Amazon’s AWS S3 Outage: What We Know

Amazon’s AWS S3 service had a bad day on Feb. 28, caused by simple human error. The problems with the web-based storage service lead to tons of problems across the internet including partially or fully broken websites, apps and devices that use its services. Those websites and devices affected included Nest, Business Insider, Giphy, Quora, Trello, Medium and Slack’s file sharing, as well as Amazon’s own music app and dashboard. The outage appears to have begun at 12:45 p.m. EST.

Amazon’s service health dashboard originally noted that the S3 outage was due to “high error rates with S3 in US-EAST-1. AWS services and customer applications depending on S3 will continue to experience high error rates as we are actively working to remediate the errors.”


As of 3:44 p.m. EST Amazon announced it had identified the root of the problem. And as of 4:49 p.m. EST, Amazon announced that “We are fully recovered for operations for adding new objects in S3, which was our last operation showing a high error rate. The Amazon S3 service is operating normally.” The next morning all was still well. The only area affected by the outage was Amazon’s northern Virginia site.

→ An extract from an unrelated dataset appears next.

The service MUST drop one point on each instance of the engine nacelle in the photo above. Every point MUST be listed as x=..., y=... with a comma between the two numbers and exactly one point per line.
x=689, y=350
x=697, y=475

Amazon announced that the cause of the outage was some inaccurately entered code during a debugging, which cause a large number of servers to be removed. Also, those servers supported two other subsystems. One of those, the index subsystem, manages the metadata and location information of all S3 objects in that region. The subsystem is necessary to serve all GET, LIST, PUT and DELETE requests. The other subsystem, placement subsystem, requires the first to be in working order to PUT objects. To fix the problem, Amazon says those systems required a full restart. The restart took longer than expected because of the growth at that location over the last several years.

Amazon says it is “making several changes as a result of this operational event,” and it apologized to its customers for the impact of the outage. The company says it will be speeding up recovery time and creating new safeguards so that team members can’t inadvertently do this again. It will also make changes to its service health dashboard, which was part of the outage.

Historically Amazon outdoes its promised 99.999999 percent stability, and offers refunds when outages do happen. In 2015, the service experienced a similar problem for several hours. Amazon is 10 times larger than its competitors, including Microsoft, Google and IBM combined. It’s also worth noting that Microsoft Azure had an outage on Feb. 19 that lasted more than 5 hours.

For businesses looking to avoid the problems created by the Amazon outage is to 1) build a system that doesn’t solely rely on S3, or 2) store your data in multiple regions. There are no fool-proof approaches, however, when humans are involved.